Serena Williams, Mark Knight, and Artistic Responsibility
“I don’t know how you draw an African American person by not making them look like an African American person.”
- Mark Knight, Editorial Cartoonist, The Herald Sun
Tennis superstar Serena Williams drew international attention when she accused umpire Carlos Ramos of being a "thief" in the 2018 U.S. Open. Days later, Australian cartoonist Mark Knight depicted her reaction to receiving fines for coaching and racquet and verbal abuse in the Herald Sun, replete with racist iconography. Knight, regardless of his intention, used aspects of visual imperialism from the Jim Crow era that perpetuate Black people as a lesser race—but it wasn't the first time the cartoonist has done so.
Knight’s artistic ethics were called into question in August for his cartoon that ostensibly promoted train safety. A background of disruptive, violent, and faceless black males in the cartoon shows Knight’s comfort with racial vilification. Despite facing criticism, Knight continued producing controversial art, recently stating, “I’m not going to say, ‘Oh I can’t draw that, because that’s a no-go area.’” Knight and the Herald Sun accuse critics of hypersensitivity and evade constructive dialogue on Knight’s artistic nuances through this defense.

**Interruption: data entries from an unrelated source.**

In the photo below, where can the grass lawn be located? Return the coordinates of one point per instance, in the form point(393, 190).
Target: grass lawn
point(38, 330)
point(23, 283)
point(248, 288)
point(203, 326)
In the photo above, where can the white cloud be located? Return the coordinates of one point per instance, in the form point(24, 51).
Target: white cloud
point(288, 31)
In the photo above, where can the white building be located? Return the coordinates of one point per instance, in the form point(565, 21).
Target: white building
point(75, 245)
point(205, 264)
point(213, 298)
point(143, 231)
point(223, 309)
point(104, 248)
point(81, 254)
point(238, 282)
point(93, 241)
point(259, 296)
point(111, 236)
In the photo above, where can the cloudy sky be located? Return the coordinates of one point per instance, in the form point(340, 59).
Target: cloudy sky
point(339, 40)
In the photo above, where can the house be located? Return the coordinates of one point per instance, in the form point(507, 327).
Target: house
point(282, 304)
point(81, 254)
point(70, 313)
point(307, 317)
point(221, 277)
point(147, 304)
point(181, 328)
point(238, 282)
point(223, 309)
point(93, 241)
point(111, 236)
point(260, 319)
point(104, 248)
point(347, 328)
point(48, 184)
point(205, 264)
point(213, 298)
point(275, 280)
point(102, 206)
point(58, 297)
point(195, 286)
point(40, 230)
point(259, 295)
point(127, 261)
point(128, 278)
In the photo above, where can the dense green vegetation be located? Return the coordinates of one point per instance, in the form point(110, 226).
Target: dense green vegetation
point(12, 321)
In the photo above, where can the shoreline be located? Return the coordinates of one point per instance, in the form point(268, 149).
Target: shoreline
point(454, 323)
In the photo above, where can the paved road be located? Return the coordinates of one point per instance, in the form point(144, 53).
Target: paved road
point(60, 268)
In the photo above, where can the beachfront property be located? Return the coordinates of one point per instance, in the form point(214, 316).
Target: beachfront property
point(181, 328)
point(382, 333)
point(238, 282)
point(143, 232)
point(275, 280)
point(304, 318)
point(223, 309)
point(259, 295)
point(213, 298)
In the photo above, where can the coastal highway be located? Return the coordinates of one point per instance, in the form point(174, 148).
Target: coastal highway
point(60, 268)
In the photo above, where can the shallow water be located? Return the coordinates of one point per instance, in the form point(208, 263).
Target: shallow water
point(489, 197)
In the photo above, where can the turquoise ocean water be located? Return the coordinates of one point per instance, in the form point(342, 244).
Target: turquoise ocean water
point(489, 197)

Authorities in art, journalism, and racial politics, however, are discussing Knight’s cartoon despite the artist’s apparent refusal to do so. Ronald Wimberly, a renowned artist, writer, and editor, confronts the argument that the drawing is simply about Williams’ behavior. Wimberly claims that the text of the cartoon is a flaccid punchline about Williams’ perceived poor sportsmanship. He also notes the relative smallness of the pacifier as referring to Williams’ immaturity, highlighting the pivotal role symbolism plays in how we perceive political cartoons. Wimberly argues that Knight never intended to highlight her sportsmanship: “Cartooning uses the shorthand of symbols to depict things. This is our craft. Using symbols...Mark is also drawing from a different history of symbols here. Racist and sexist symbols.”

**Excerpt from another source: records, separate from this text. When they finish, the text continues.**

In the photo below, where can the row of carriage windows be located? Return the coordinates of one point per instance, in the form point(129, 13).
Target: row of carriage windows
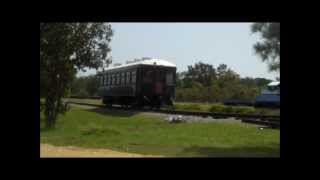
point(121, 78)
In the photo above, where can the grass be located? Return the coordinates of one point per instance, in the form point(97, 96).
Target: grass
point(206, 107)
point(89, 101)
point(149, 134)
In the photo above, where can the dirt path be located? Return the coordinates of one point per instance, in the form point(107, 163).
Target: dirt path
point(47, 150)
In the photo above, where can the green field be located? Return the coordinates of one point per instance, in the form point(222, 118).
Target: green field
point(149, 134)
point(202, 107)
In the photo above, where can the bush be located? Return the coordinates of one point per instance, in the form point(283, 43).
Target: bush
point(243, 109)
point(231, 109)
point(188, 106)
point(217, 108)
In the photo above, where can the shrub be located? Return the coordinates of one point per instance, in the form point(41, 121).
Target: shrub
point(231, 109)
point(188, 106)
point(243, 109)
point(217, 108)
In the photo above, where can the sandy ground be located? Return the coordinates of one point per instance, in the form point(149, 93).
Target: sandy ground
point(47, 150)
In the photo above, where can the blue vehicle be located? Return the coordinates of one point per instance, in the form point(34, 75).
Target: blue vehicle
point(270, 96)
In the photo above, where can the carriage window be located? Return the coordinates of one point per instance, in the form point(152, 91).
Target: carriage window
point(133, 77)
point(106, 80)
point(147, 76)
point(128, 77)
point(102, 79)
point(123, 76)
point(169, 78)
point(118, 78)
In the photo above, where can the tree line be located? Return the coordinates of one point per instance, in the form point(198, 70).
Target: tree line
point(204, 83)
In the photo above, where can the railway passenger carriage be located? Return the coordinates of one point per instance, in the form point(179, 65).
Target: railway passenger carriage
point(145, 82)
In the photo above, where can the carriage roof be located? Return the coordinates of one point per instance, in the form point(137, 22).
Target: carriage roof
point(154, 62)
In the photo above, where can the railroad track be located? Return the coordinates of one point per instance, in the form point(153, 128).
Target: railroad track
point(264, 120)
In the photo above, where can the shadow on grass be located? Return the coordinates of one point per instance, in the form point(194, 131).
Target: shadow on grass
point(114, 112)
point(245, 151)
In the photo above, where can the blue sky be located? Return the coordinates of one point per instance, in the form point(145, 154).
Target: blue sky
point(187, 43)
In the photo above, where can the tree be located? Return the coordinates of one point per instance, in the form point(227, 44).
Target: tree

Rebecca Wanzo, Founding Board Member of the Comics Studies Society, writes that Knight’s cartoon depends on a “black grotesque seeming natural.” Wanzo states this practice is visual imperialism, as this cartoon purposely represents Williams as a monstrous black woman opposite innocent white figures as a means of reminding the viewer of our society’s racial hierarchy. The National Association of Black Journalists echoed Wanzo’s argument, pointing to the distinct similarities between Knight’s cartoon and the Sambo cartoons of the Jim Crow era, as both present women of color inaccurately. The portrayal of Williams is so repugnant that it almost overshadows that Knight also misrepresented Naomi Osaka, a Japanese-Haitian-American woman, as a white woman with blonde hair.

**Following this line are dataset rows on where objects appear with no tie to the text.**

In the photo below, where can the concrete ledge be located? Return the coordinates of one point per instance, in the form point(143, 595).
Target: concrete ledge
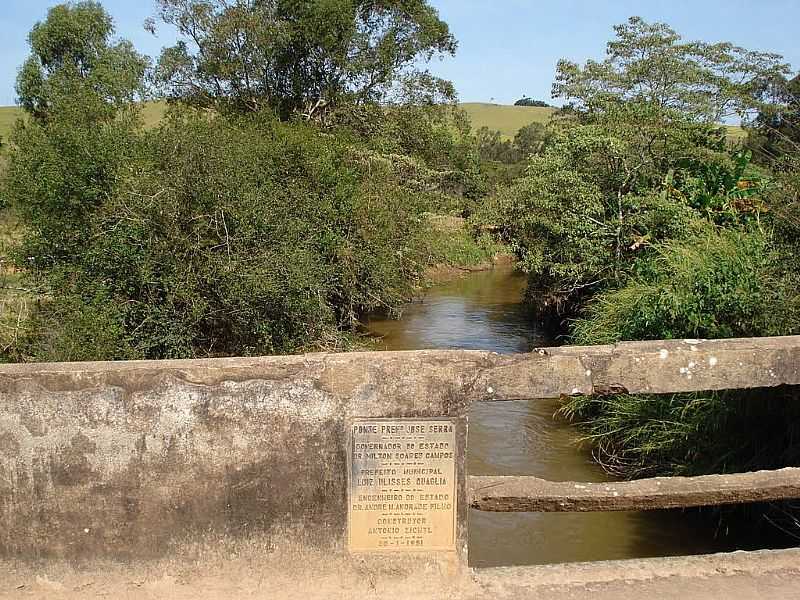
point(128, 459)
point(531, 494)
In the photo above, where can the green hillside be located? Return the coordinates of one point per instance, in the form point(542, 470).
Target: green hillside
point(505, 119)
point(508, 120)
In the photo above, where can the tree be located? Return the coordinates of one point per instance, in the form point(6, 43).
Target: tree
point(72, 54)
point(525, 101)
point(531, 139)
point(301, 56)
point(775, 131)
point(650, 62)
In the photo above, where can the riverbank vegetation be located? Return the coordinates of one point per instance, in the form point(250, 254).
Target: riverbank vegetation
point(286, 168)
point(259, 215)
point(641, 219)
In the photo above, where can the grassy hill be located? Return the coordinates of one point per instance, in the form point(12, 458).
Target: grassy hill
point(505, 119)
point(508, 120)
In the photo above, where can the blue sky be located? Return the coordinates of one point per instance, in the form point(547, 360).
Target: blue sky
point(507, 48)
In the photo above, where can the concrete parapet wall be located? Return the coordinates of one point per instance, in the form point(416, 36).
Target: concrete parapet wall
point(124, 459)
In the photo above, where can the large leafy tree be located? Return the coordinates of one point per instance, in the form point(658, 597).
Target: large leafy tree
point(775, 133)
point(650, 62)
point(73, 55)
point(301, 55)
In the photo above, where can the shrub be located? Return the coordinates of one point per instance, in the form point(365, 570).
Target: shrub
point(219, 236)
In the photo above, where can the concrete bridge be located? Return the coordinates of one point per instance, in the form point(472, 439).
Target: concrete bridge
point(338, 475)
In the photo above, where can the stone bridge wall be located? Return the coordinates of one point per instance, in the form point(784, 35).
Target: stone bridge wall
point(128, 459)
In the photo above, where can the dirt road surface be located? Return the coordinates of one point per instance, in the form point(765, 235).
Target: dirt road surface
point(296, 574)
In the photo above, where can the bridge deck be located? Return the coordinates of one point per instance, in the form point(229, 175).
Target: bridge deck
point(766, 574)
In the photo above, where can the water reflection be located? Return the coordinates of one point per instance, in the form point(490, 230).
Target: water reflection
point(484, 311)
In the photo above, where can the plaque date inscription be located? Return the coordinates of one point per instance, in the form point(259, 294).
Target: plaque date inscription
point(402, 488)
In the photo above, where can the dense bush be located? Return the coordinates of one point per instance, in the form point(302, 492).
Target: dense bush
point(210, 236)
point(719, 284)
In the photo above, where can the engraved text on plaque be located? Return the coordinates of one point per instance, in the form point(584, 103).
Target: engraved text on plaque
point(402, 489)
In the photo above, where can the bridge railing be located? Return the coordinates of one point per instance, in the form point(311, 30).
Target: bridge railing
point(654, 368)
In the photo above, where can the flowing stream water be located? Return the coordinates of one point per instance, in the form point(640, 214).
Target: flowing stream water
point(484, 311)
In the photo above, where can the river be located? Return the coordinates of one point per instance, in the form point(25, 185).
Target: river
point(484, 311)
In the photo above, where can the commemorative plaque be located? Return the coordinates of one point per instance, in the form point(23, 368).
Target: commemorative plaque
point(402, 487)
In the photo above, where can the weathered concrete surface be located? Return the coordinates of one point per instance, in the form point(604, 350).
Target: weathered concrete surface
point(128, 459)
point(245, 572)
point(766, 575)
point(531, 494)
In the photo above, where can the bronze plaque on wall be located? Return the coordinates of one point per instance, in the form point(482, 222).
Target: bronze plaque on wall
point(402, 487)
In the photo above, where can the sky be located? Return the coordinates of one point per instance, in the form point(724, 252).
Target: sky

According to author Noah Berlatsky, who studies gender and comics, cartoons have historically represented racist ideals through blackface imagery and racist, anti-Japanese World War II-era depictions. Berlatsky writes that Knight’s exaggeration of Williams’ facial features is bigoted because the comic medium has historically used this symbolic imagery to dehumanize and demonize people of color. The role of the artist, and especially of a political cartoonist, is to depict the hard truth. Often, those truths are funny, but using an artistic platform to disrespect, dehumanize, and humiliate a woman of color is far from humorous. As Berlatsky says, “[t]he tradition of comics very often has been the same as the tradition of racism, and you can choose to push back against that, or you can be racist.”
Mark Knight and the Herald Sun continue to choose the latter.